Ranganathan A, Timoney M, Bycroft M, Cortés J, Thomas I P, Wilkinson B, Kellenberger L, Hanefeld U, Galloway I S, Staunton J, Leadlay P F
Cambridge Centre for Molecular Recognition, Department of Biochemistry, University of Cambridge, Tennis Court Road, Cambridge, CB2 1GA, UK.
Chem Biol. 1999 Oct;6(10):731-41. doi: 10.1016/s1074-5521(00)80020-4.
Polyketides are structurally diverse natural products that have a range of medically useful activities. Nonaromatic bacterial polyketides are synthesised on modular polyketide synthase (PKS) multienzymes, in which each cycle of chain extension requires a different 'module' of enzymatic activities. Attempts to design and construct modular PKSs that synthesise specified novel polyketides provide a particularly stringent test of our understanding of PKS structure and function.
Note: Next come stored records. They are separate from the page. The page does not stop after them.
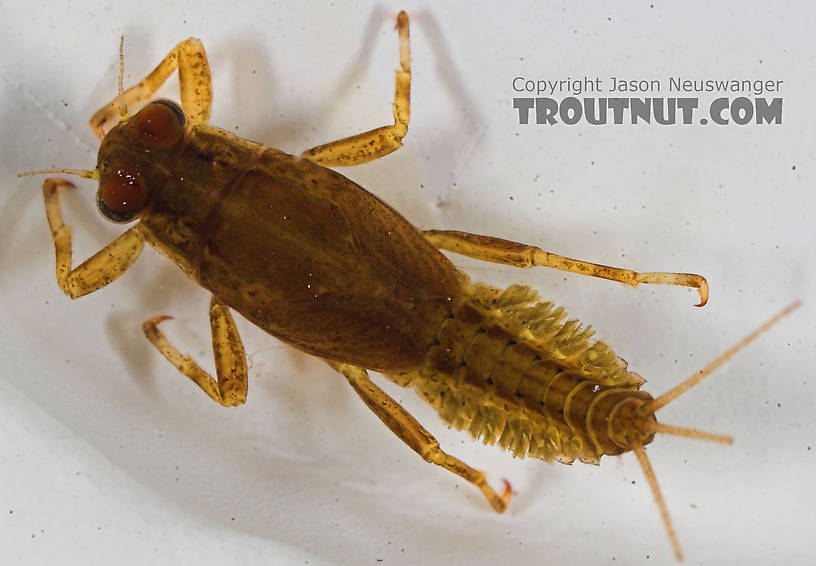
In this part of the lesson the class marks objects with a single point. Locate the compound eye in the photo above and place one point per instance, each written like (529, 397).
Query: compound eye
(160, 124)
(122, 195)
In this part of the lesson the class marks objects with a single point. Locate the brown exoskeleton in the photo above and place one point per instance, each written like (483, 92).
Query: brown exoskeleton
(322, 264)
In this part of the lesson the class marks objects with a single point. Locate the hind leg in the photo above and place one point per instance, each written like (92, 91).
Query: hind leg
(506, 252)
(415, 436)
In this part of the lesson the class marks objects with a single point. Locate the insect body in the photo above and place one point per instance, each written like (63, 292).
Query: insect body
(317, 261)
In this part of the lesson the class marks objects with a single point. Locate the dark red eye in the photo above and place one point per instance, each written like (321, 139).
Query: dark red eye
(122, 195)
(160, 124)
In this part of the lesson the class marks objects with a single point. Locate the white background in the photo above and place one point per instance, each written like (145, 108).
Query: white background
(110, 456)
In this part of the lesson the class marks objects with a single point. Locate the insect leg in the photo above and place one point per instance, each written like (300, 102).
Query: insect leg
(415, 436)
(506, 252)
(195, 87)
(378, 142)
(98, 270)
(230, 388)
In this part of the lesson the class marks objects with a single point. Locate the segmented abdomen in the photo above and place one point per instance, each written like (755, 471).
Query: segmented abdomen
(512, 372)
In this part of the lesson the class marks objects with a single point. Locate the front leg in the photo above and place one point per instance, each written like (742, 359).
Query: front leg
(230, 388)
(195, 87)
(97, 271)
(376, 143)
We have constructed bimodular and trimodular PKSs based on DEBS1-TE, a derivative of the erythromycin PKS that contains only modules 1 and 2 and a thioesterase (TE), by substituting multiple domains with appropriate counterparts derived from the rapamycin PKS. Hybrid PKSs were obtained that synthesised the predicted target triketide lactones, which are simple analogues of cholesterol-lowering statins. In constructing intermodular fusions, whether between modules in the same or in different proteins, it was found advantageous to preserve intact the acyl carrier protein-ketosynthase (ACP-KS) didomain that spans the junction between successive modules.
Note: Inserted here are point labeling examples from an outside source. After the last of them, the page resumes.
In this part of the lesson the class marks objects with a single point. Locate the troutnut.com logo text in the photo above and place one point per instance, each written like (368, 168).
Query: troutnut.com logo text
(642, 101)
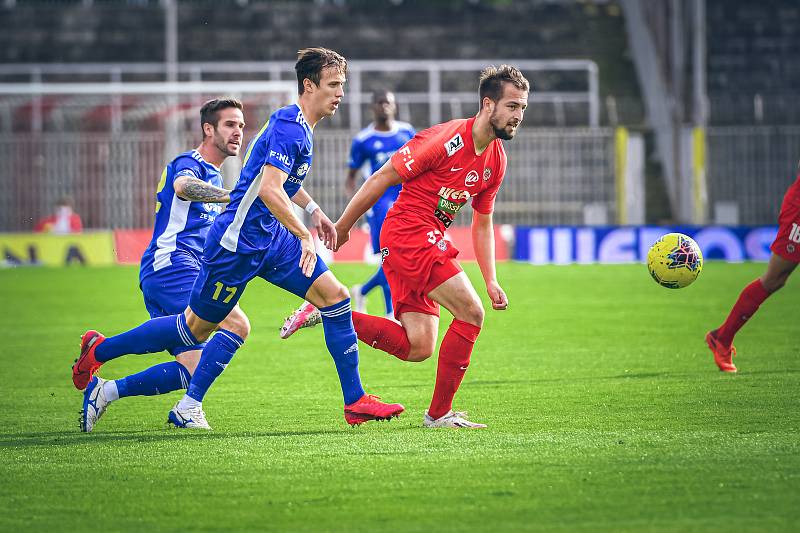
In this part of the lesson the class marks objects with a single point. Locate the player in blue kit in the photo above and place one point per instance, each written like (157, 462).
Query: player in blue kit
(259, 235)
(374, 145)
(189, 197)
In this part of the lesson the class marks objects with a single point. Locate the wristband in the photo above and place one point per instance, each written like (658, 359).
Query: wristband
(311, 207)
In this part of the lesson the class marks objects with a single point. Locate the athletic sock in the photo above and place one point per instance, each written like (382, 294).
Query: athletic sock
(153, 336)
(748, 303)
(454, 355)
(216, 355)
(383, 334)
(110, 391)
(158, 379)
(340, 337)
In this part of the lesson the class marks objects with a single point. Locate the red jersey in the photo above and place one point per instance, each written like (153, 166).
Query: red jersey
(441, 171)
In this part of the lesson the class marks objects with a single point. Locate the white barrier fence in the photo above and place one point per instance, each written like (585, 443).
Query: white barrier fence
(553, 175)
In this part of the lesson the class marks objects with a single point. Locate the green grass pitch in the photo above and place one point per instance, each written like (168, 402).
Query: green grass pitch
(605, 413)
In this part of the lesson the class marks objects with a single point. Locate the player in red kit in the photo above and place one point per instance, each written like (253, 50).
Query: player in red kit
(785, 257)
(441, 168)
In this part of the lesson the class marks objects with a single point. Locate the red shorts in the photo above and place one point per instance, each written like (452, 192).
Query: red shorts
(416, 260)
(787, 243)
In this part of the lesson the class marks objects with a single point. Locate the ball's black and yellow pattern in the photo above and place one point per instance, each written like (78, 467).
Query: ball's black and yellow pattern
(675, 261)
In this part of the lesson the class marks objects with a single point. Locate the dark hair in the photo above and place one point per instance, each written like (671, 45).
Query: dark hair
(312, 61)
(492, 79)
(209, 113)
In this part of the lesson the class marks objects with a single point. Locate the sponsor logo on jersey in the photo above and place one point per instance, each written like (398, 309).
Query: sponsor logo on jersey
(453, 194)
(446, 220)
(794, 233)
(283, 158)
(407, 159)
(454, 145)
(449, 207)
(353, 348)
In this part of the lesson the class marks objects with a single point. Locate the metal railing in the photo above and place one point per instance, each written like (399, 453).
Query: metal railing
(751, 167)
(552, 175)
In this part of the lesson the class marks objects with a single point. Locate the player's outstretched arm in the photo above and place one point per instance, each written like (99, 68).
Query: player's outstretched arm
(323, 225)
(197, 190)
(277, 201)
(483, 243)
(369, 193)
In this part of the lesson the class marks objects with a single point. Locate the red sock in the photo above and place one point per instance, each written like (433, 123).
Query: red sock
(749, 300)
(453, 362)
(383, 334)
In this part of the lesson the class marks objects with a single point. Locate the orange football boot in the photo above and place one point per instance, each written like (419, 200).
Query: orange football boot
(723, 356)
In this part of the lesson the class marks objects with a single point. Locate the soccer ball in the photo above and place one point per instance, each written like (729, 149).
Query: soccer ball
(674, 261)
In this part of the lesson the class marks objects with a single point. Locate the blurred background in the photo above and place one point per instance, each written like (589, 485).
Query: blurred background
(668, 113)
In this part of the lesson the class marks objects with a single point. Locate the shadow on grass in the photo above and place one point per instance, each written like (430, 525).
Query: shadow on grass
(59, 438)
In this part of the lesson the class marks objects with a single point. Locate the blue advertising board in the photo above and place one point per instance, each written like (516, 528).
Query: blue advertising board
(629, 244)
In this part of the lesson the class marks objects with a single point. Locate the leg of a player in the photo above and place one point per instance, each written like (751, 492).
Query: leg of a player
(753, 295)
(458, 296)
(333, 302)
(170, 376)
(218, 352)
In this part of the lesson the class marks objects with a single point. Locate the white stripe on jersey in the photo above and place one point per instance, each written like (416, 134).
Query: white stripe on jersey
(230, 239)
(166, 243)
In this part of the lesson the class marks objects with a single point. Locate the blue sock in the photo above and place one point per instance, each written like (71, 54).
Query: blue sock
(158, 379)
(216, 356)
(379, 280)
(340, 337)
(153, 336)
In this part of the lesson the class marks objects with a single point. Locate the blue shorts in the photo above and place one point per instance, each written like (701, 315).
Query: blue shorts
(375, 218)
(167, 292)
(224, 274)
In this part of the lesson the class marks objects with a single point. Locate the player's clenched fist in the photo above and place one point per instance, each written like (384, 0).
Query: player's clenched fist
(497, 295)
(308, 258)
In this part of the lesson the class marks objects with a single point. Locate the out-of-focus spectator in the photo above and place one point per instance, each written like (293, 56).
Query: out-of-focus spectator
(63, 221)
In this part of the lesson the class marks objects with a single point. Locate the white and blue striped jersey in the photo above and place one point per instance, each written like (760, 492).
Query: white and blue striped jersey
(285, 142)
(181, 226)
(372, 147)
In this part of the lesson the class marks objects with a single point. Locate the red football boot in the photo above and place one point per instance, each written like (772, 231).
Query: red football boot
(86, 365)
(369, 407)
(723, 356)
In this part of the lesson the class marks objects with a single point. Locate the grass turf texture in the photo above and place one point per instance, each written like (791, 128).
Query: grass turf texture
(604, 407)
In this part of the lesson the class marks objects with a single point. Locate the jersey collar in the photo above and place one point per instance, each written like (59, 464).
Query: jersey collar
(212, 165)
(469, 143)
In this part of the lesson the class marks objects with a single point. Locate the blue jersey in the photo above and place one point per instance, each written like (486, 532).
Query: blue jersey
(376, 147)
(181, 226)
(286, 143)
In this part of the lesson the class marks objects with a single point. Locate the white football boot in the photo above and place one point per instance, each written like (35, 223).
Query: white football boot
(193, 418)
(453, 419)
(306, 316)
(94, 404)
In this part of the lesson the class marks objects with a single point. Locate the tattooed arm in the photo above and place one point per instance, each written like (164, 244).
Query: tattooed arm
(196, 190)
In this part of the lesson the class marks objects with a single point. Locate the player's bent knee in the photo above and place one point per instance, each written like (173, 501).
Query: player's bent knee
(189, 360)
(420, 351)
(472, 313)
(237, 322)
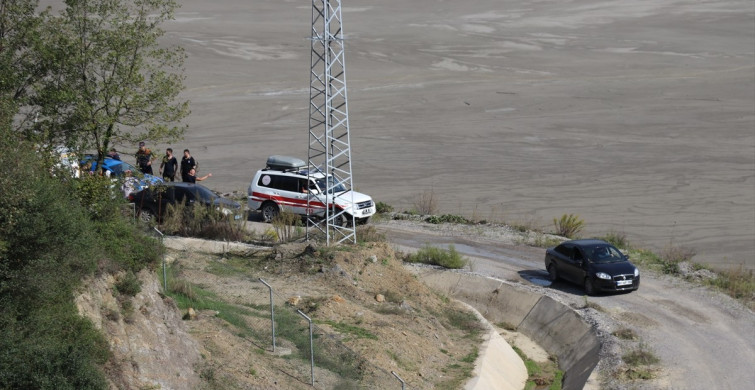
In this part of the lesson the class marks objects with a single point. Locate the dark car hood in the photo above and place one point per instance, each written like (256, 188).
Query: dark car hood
(621, 267)
(226, 203)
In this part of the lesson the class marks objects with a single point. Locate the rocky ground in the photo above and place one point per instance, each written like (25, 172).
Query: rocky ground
(367, 305)
(697, 333)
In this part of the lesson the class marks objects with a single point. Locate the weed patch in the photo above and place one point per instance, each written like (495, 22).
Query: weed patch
(569, 225)
(432, 255)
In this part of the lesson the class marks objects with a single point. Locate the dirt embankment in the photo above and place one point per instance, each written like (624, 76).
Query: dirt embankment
(371, 318)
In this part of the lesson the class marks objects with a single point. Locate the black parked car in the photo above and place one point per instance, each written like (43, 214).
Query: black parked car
(154, 200)
(595, 264)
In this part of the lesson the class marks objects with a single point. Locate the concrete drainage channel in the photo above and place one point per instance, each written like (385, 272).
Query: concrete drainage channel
(555, 327)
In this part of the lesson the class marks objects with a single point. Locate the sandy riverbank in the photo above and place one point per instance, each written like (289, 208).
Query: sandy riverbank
(637, 116)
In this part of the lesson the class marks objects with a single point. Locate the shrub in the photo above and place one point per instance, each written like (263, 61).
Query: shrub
(53, 232)
(128, 284)
(449, 258)
(569, 225)
(367, 233)
(640, 356)
(616, 239)
(672, 255)
(625, 334)
(202, 222)
(383, 208)
(446, 218)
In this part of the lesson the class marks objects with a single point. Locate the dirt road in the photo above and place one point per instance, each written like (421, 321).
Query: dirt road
(705, 340)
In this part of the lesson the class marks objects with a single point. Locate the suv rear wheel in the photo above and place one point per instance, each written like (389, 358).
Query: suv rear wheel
(269, 211)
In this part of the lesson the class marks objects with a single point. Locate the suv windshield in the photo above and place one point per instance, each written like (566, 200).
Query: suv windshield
(334, 185)
(603, 254)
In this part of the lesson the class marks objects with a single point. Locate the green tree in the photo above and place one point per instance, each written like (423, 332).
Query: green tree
(113, 82)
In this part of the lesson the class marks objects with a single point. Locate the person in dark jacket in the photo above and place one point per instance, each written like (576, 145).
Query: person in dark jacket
(187, 163)
(144, 158)
(169, 166)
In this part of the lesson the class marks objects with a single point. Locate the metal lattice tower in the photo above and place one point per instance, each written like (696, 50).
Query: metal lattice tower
(329, 146)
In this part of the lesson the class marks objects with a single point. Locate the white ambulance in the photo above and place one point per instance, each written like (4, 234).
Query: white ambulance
(285, 184)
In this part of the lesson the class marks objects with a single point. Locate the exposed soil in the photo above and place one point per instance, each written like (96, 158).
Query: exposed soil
(413, 330)
(697, 333)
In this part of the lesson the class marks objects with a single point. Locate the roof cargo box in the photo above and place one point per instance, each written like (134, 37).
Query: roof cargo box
(284, 163)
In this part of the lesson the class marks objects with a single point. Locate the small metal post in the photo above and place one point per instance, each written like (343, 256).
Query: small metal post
(311, 346)
(272, 310)
(162, 249)
(403, 384)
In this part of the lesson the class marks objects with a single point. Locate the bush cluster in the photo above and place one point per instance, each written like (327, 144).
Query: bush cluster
(449, 258)
(54, 231)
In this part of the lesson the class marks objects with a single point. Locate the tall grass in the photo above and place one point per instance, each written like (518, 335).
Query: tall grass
(569, 225)
(202, 222)
(448, 258)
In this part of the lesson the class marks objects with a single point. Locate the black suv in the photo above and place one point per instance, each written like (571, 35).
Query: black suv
(154, 200)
Relatively simple considerations govern the construction of functional hybrid PKSs. Fusion sites should be chosen either in the surface-accessible linker regions between enzymatic domains, as previously revealed, or just inside the conserved margins of domains. The interaction of an ACP domain with the adjacent KS domain, whether on the same polyketide or not, is of particular importance, both through conservation of appropriate protein-protein interactions, and through optimising molecular recognition of the altered polyketide chain in the key transfer of the acyl chain from the ACP of one module to the KS of the downstream module.
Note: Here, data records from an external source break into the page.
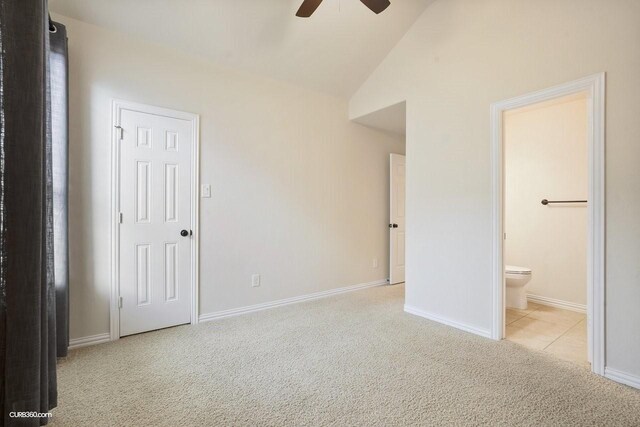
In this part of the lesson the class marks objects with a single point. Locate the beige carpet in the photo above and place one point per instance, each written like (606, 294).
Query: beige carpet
(354, 359)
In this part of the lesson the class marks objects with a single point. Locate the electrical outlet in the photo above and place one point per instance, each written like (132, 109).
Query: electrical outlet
(206, 191)
(255, 280)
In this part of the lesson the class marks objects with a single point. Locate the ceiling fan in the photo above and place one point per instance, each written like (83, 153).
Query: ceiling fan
(309, 6)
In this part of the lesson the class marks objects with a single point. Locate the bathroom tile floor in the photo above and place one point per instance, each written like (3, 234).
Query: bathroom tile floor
(562, 333)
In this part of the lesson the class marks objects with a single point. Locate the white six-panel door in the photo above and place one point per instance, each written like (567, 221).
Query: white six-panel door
(155, 223)
(397, 218)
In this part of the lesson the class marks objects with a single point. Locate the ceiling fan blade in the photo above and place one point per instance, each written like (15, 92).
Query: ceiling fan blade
(376, 6)
(307, 8)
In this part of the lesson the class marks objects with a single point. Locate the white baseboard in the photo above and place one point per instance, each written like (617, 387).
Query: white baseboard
(622, 377)
(566, 305)
(208, 317)
(90, 340)
(436, 318)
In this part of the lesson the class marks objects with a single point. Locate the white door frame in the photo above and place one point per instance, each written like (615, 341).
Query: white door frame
(594, 86)
(117, 107)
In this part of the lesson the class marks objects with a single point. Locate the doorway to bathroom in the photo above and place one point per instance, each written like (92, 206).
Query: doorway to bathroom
(548, 217)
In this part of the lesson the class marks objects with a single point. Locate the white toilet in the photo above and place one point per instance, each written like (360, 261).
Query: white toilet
(517, 279)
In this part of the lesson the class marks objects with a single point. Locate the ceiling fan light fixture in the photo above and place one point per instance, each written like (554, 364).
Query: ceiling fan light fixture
(309, 6)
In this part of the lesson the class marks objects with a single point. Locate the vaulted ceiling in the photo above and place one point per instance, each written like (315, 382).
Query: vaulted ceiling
(333, 51)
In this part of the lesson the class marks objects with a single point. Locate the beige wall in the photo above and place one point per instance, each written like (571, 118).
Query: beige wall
(463, 55)
(300, 194)
(545, 151)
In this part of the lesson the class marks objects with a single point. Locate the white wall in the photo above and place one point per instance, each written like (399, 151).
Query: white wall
(300, 194)
(459, 57)
(545, 151)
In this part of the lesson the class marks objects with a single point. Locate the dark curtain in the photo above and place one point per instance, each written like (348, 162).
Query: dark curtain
(32, 211)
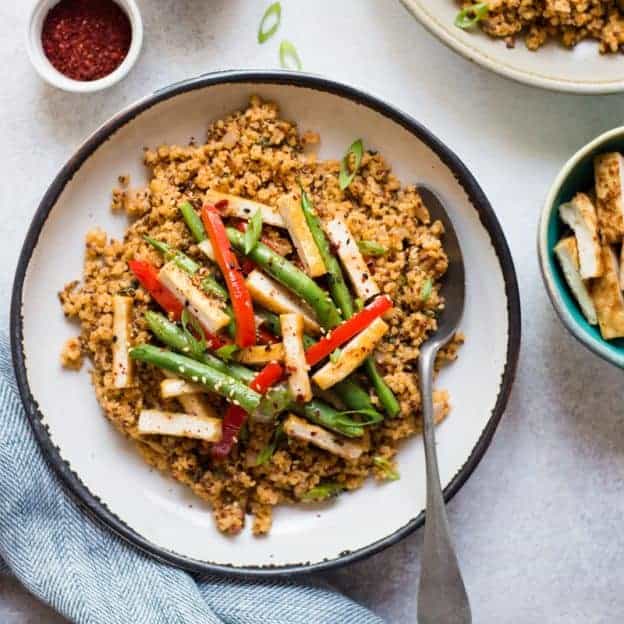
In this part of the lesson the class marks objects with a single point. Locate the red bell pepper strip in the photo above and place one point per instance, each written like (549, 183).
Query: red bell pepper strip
(236, 416)
(228, 263)
(147, 274)
(347, 329)
(267, 377)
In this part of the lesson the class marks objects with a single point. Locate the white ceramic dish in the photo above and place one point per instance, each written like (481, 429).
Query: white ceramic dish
(581, 70)
(54, 77)
(105, 472)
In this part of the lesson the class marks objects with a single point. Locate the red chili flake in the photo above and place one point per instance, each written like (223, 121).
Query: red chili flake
(86, 39)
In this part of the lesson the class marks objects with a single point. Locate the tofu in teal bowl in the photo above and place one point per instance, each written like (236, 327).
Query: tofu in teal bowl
(582, 259)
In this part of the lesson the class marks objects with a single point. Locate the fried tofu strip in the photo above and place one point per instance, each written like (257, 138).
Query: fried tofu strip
(607, 297)
(566, 251)
(207, 311)
(179, 425)
(290, 209)
(123, 364)
(352, 355)
(294, 357)
(609, 175)
(301, 429)
(346, 246)
(276, 298)
(580, 215)
(246, 208)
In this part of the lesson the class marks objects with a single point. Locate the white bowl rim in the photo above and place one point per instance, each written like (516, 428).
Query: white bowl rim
(525, 77)
(54, 77)
(596, 345)
(72, 482)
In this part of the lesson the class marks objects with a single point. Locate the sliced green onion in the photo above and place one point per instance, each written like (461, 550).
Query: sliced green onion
(253, 232)
(470, 16)
(226, 352)
(425, 291)
(323, 491)
(357, 149)
(288, 51)
(197, 345)
(334, 356)
(210, 285)
(273, 12)
(371, 248)
(266, 453)
(389, 471)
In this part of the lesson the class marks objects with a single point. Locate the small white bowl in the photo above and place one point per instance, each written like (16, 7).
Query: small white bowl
(53, 76)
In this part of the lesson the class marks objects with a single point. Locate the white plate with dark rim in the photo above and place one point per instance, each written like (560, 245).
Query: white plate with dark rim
(103, 471)
(581, 70)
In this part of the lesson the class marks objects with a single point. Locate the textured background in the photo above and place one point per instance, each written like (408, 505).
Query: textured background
(538, 526)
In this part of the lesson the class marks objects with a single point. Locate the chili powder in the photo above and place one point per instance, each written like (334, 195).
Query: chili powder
(86, 39)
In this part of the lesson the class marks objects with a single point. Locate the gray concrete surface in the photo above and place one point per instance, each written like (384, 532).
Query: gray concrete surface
(538, 526)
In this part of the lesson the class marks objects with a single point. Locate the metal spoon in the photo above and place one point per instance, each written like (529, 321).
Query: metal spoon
(442, 597)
聚酮化合物是结构多样的天然产物,具有一系列医学上有用的活性。非芳香族细菌聚酮化合物是在模块化聚酮合酶(PKS)多酶上合成的,其中每个链延伸循环都需要不同的酶活性“模块”。尝试设计和构建合成特定新型聚酮化合物的模块化PKS,对我们对PKS结构和功能的理解提供了特别严格的测试。
我们基于DEBS1-TE构建了双模块和三模块PKS,DEBS1-TE是红霉素PKS的衍生物,仅包含模块1和2以及硫酯酶(TE),通过用源自雷帕霉素PKS的合适对应物替换多个结构域。获得了合成预测目标三酮内酯的杂合PKS,三酮内酯是降胆固醇他汀类药物的简单类似物。在构建模块间融合时,无论是在同一蛋白质还是不同蛋白质中的模块之间,发现保留跨越连续模块之间连接点的完整酰基载体蛋白-酮合成酶(ACP-KS)双结构域是有利的。
相对简单的考虑因素决定了功能性杂合PKS的构建。融合位点应选择在酶结构域之间表面可及的连接区域,如先前所示,或就在结构域保守边缘的内侧。ACP结构域与相邻KS结构域的相互作用,无论是否在同一聚酮化合物上,都特别重要,这既通过保留适当的蛋白质-蛋白质相互作用,也通过优化酰基链从一个模块的ACP到下游模块的KS的关键转移中改变的聚酮化合物链的分子识别。